The Hansons are visiting Lance’s parents who live in Carbondale. Anna had skied Sunlight before with the kids, and she suggested the area to her husband.

Even out-of-towners who don’t have friends or family to stay with can get a good deal with Sunlight’s Ski, Swim and Stay program, which combines lift tickets, Glenwood Hot Springs passes and lodging into one affordable package.

Lisa and Bill Roberts of Denver, their daughter, Jenna, and Jenna’s boyfriend, Scott Ciecko of Portland, Ore., took advantage of the Ski and Swim package.

“We planned this trip kind of at the last minute after Thanksgiving,” Lisa Roberts said. “We’re staying at the Hotel Colorado. Having access to the Hot Springs and to skiing, plus staying at that great old hotel really clinched the deal for us. Plus, we’re not interested in the hype of big resorts. Sunlight is an incredible contrast.”

Former Glenwood Springs resident Todd Mellon, a 16-year-old snowboarder, agrees. He and his family live in Twin Falls, Idaho, but they were back in the area for the holidays.

“I miss Sunlight,” he said. “We go to Sun Valley now, but people are so much nicer here.”

Steve Denes of northern Virginia came to Sunlight for the first time this year with a group of friends who get together every New Year’s Eve.

“We pick one place and meet,” he said. “This year it was Sunlight.”

Denes said he’s skied at Breckenridge, Copper Mountain and other “mega-resorts,” but likes Sunlight because, even with crowds, it’s not crowded like other areas.

“It’s a fun, friendly place,” he said. “We’ll definitely come back.”

For Sadie, Tim and Adam McCrays, a Sunlight Christmas is a no-brainer. The Kansas City family has been coming to the area over the holidays for 16 years.

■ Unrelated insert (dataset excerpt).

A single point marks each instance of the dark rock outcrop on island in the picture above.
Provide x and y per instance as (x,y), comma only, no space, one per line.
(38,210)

“We first learned about Sunlight through some Kansas City friends who’d moved to Glenwood,” said Sadie. “We’ve been coming here for the Christmas holiday ever since.”

The family stays at the Red Mountain Inn every year.

“When we leave, we make a reservation for the following Christmas,” said Tim.

And although they’ve tried other resorts, they’re sold on Sunlight.

“I’ve skied at other places in Utah and Colorado, and Sunlight’s lift lines are nothing in comparison,” said Sadie McCrays. “Even at the busiest times at Sunlight, we’ve never waited longer than seven minutes.”

“I’ve skied at Keystone, and once we went to Breckenridge for Christmas,” Tim McCrays said. “Never again. Even last Saturday, when it was the most crowded I’ve ever seen it here, it was nothing like the crowds at Breckenridge. That’s why we drive an extra three hours to ski here.”